Nov 14, 2005I was invited by the MIT Enterprise Forum of Cambridge to do a presentation and host a panel on electronic seals—active radio frequency identification devices that can detect unauthorized entry into a container. Since the terrorist attacks on New York City and Washington, D.C., on Sept. 11, 2001, there have been great concerns about a terrorist sneaking a weapon of mass destruction into a country by hiding it in a container. Despite that fear, little progress has been made toward preventing this from happening. While RFID has some potential to secure cargo containers, the panel discussion made it clear that adopting e-seals is not going to happen quickly, and e-seals are not a panacea.
Originally, e-seals were designed to prevent someone from taking something out of the container (stealing).
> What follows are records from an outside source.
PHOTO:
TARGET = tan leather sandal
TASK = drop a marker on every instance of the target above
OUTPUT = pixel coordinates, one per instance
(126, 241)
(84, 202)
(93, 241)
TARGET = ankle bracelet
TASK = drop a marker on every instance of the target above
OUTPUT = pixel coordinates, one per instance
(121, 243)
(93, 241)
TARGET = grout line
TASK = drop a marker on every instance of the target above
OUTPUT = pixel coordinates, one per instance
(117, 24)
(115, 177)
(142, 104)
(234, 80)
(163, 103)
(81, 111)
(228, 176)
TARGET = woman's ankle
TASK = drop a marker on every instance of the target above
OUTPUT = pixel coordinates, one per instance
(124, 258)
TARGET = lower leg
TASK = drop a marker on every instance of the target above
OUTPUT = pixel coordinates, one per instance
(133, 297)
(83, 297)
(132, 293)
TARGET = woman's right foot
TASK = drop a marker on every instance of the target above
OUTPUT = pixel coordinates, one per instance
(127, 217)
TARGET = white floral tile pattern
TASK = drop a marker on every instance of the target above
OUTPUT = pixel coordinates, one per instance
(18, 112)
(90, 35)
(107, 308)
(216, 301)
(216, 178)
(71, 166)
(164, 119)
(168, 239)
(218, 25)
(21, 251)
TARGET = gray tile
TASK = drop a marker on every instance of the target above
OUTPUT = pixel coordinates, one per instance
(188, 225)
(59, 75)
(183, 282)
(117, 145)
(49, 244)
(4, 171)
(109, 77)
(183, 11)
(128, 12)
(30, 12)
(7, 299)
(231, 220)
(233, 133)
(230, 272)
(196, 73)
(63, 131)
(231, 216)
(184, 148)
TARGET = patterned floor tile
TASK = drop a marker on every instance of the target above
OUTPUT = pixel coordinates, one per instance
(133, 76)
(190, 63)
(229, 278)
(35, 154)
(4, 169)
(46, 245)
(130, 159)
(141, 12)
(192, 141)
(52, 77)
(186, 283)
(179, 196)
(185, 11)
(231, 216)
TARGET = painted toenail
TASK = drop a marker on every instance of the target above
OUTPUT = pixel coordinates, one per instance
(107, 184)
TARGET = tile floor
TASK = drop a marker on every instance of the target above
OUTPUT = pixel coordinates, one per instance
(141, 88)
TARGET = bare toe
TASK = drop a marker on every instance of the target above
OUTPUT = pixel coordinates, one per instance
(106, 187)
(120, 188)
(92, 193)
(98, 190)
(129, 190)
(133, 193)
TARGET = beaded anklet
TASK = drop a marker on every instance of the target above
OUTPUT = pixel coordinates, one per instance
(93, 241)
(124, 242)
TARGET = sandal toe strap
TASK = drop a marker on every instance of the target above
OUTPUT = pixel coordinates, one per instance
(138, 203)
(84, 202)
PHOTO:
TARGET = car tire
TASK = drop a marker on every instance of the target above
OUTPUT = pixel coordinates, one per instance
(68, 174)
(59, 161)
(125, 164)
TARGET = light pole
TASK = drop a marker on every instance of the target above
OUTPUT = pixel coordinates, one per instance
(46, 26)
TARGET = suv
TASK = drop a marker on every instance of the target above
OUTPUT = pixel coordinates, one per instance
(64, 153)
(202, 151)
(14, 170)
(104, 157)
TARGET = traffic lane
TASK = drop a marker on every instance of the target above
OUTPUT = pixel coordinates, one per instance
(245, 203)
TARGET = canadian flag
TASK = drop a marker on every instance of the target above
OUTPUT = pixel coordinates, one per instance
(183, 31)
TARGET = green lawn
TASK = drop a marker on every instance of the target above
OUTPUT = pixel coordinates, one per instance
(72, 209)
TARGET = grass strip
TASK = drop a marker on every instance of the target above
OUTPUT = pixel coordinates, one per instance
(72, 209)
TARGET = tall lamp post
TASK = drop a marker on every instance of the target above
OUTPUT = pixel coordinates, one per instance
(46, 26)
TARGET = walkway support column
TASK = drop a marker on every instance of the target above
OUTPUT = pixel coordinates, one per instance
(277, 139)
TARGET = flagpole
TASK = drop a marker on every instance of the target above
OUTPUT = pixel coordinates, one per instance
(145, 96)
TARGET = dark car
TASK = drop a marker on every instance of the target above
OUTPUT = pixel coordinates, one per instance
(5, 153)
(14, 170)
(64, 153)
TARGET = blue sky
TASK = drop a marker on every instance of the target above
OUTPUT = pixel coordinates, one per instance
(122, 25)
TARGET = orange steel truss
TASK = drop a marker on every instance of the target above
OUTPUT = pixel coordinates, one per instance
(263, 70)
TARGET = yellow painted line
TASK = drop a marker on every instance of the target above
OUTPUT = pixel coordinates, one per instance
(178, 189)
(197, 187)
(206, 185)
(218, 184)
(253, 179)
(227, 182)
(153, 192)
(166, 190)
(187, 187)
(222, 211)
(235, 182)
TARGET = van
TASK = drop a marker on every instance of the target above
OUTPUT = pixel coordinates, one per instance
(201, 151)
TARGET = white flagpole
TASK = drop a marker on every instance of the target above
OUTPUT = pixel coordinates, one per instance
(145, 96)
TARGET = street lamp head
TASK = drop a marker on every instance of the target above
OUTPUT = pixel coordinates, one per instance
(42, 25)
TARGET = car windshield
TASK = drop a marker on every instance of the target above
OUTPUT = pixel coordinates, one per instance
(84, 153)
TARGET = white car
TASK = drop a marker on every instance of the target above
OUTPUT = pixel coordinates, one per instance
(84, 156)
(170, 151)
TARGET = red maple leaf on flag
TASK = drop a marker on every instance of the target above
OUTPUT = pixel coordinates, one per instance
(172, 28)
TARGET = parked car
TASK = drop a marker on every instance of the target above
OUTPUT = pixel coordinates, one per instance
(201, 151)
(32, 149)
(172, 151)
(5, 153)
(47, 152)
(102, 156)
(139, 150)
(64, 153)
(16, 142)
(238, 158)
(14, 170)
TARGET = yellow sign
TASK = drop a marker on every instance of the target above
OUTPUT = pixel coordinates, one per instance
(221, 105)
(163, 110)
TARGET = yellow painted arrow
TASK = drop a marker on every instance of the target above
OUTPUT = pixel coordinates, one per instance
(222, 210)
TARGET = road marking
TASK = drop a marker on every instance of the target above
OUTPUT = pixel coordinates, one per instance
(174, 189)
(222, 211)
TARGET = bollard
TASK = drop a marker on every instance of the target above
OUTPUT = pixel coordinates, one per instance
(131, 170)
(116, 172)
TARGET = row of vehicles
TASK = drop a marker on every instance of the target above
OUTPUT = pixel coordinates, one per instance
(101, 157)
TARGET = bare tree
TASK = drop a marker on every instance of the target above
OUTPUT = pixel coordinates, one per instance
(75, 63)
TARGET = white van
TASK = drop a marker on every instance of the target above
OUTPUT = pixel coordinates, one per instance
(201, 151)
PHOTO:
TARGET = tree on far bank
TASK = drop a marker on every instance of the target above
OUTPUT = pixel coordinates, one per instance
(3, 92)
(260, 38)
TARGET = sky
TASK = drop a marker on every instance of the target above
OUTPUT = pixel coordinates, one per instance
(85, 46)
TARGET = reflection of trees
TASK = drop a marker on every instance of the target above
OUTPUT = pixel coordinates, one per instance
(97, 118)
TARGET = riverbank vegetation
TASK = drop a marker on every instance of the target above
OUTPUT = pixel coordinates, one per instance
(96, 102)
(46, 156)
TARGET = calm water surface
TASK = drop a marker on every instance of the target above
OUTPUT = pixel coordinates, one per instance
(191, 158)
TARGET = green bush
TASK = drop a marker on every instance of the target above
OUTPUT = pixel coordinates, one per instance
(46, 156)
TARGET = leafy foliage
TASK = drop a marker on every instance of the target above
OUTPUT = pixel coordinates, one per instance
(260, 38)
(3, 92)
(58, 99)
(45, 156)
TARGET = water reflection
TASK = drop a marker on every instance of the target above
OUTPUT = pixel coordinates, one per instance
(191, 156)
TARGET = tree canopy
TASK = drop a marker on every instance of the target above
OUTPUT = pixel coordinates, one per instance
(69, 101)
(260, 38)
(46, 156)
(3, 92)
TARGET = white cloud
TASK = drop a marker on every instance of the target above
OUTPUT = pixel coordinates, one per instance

But e-seals are now being seen as a way to prevent someone from putting something into the container (such as a nuclear weapon). After the container is closed, a bolt or cable attached to a box with an active RFID transponder is put through the holes normally used for a lock. If the seal is tampered with, that information is communicated to an interrogator the next time the tag is read. The main benefit of e-seals is that they can be read automatically, rather than requiring staff to check each seal to see if it’s been tampered with.
A technical committee of the International Organization for Standardization (ISO) has been working to create an international standard for e-seals, ISO 18185. There has been some disagreement among vendors represented on the technical committee about the standard. Savi Technology has been a prime mover in pushing for a standard that will allow for the introduction of a low-cost, base-level e-seal to spur market adoption. But Motorola doesn’t think the proposed standard includes enough data security. And GE Global Research feels that an external device is too easily tampered with or spoofed. It’s chosen to produce and market a container security device that does not use RFID; it goes on the inside of the container to prevent someone from tampering with the device itself.
My panel included representatives from these three companies: Walter Dixon, project leader for port and cargo security at GE Global Research; Juergen Reinold, senior director of Motorola’s Secure Assets Division; and Fraser Jennings, VP of standards and regulatory activities at Savi Technology. Also on the panel, representing the end-user community, was Nick Tsougas, a senior logistics analyst with the U.S. Department of Defense.
Standards are critical to achieving adoption of e-seals. It would not be feasible for shippers to put different seals on different containers depending on which port a container was going to, or which border it would cross on a truck. The vendors on the panel said they expect a standard to be approved by the end of next year, though some end users are skeptical. They point out that a vendor whose market position would be hurt by a standard could slow adoption by raising continual objections on technical grounds.
Another issue is that e-seals alone don’t solve the security problem. What, for instance, if someone were to cut a hole in the top or side of a container? Some vendors are looking at sensors that could detect light and communicate its presence to an e-seal on the outside of the container, which could communicate that to an interrogator.
But terrorists aren’t dumb. They will quickly learn about these sensors and figure out ways to get around them. “Someone can get hired at a company and sneak something into the container when it’s being loaded,” said Reinold. “Then it’s sealed and the seal is never broken.”
RFID tagging the items that go into the container helps create a cargo manifest that can indicate to customs officials that the shipment is legitimate, but there is currently no way to detect the presence of a package that isn’t tagged. “It only takes a small amount of plutonium to make a nuclear bomb,” said Dixon, “so trying to detect that based on the volume of items in a container is not realistic.”
The general feeling among the panelists was that e-seals offer some limited protection and are a good starting point. They said that a new generation of smarter containers with built-in security features is probably needed, and that adoption will take time and probably be driven by the economic benefits that come with tracking cargo. The problem I see is that no one is really motivated to solve these problems. Companies are not eager to invest in new, more secure containers or e-seals because it adds an additional expense.
Meanwhile, the supply chain remains vulnerable. My fear is that there will be a terrorist attack. Even if terrorists use conventional explosives and not a nuclear weapon or “dirty bomb,” which spreads nuclear waste with conventional explosives, politicians will react by introducing mandatory solutions, which may or may not be helpful but will certainly be a burden on shippers, carriers and ports.
What we need is for the ISO standard to be approved as swiftly as possible, and for shippers to launch trials even before then. If the seals provide visibility into the location of cargo, in addition to providing a small level of security, that will foster adoption, and as imperfect as e-seals are, they are better than nothing. Governments around the world would also be smart to invest in research and development of low-cost light, temperature and radiation sensors that might be combined with e-seals to boost security. And we need better batteries to power these devices over longer periods.
A small amount invested today could avert a disaster tomorrow.